American politics, of course, has not been strictly the stuff of moral crusades. Far from it. Pragmatism, experimentation, opportunism--an affinity for substantial give-and-take--have always, except for the Civil War, been central to the nation's conduct of public affairs. In 1968, for example, after four years of civic disorders over race and Vietnam, the country faced a choice between Hubert H. Humphrey and Richard M. Nixon, two of the most familiar and conventional politicians on the national scene.

But America's propensity for practical politics has always gone hand in hand with an attraction to visionaries--the Theodore Roosevelts, Woodrow Wilsons, Franklin D. Roosevelts and Ronald Reagans--who, preaching from the bully pulpit, stirred us to actions that seemed to promise a better future for people everywhere. In and of itself, moralism or idealism is not to be dismissed or despised. It will no more disappear from U.S. political life than the institutional arrangements set in place 208 years ago.

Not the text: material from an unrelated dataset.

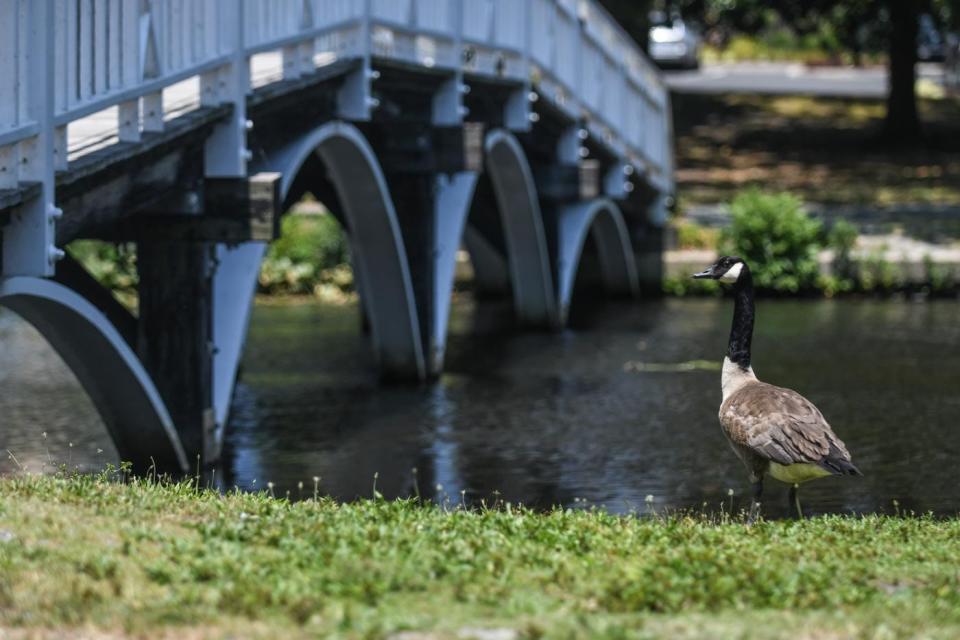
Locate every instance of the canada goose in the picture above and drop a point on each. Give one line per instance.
(773, 430)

But the principal question for our day, as we watch the congressional Republicans dismantle pieces of the 60-year-old welfare state, is: What kind of idealism, or moralism, best serves the national well-being? There were, after all, huge distinctions in the past between those who single-mindedly fought to preserve segregation and those who worked to end it. The idealists who see social engineering as a nostrum for the economic suffering of the less affluent are worlds apart from the free marketeers who see economic pain as an inescapable part of industrial and post-industrial society.

There is an important difference between idealists who strive to build and those who aim to cut, if not eliminate, many government programs put in place in this century. Lyndon B. Johnson and longtime Speaker of the House Sam Rayburn, two of our strongest advocates of government activism, saw a yawning divide between the two philosophies.

In 1965, when Alabama's segregationist Gov. George C. Wallace defied federal efforts to assure black voting rights, Johnson asked him: "What do you want left after you die? Do you want a great . . . big marble monument that reads, 'George Wallace--He Built'? . . . Or do you want a little piece of scrawny pine board lying across that harsh, caliche soil, that reads, 'George Wallace--He Hated'?" Rayburn believed that "any jackass can kick down a barn, but it takes a skilled carpenter to build one."

House Speaker Newt Gingrich (R-Ga.), House Majority Leader Richard Armey (R-Tex.), Rep. Ernest Jim Istook (R-Okla.), and other Republicans battling to fulfill the "contract with America" would strongly dispute the allegation that they are intent on dismantling anything. To the contrary, they describe themselves as preserving Medicare, Medicaid, welfare, environmental protection and a host of other government programs from the tax-and-spend Democrats, whose affinity for unbalanced budgets and wasteful bureaucracies will bankrupt their programs and the country.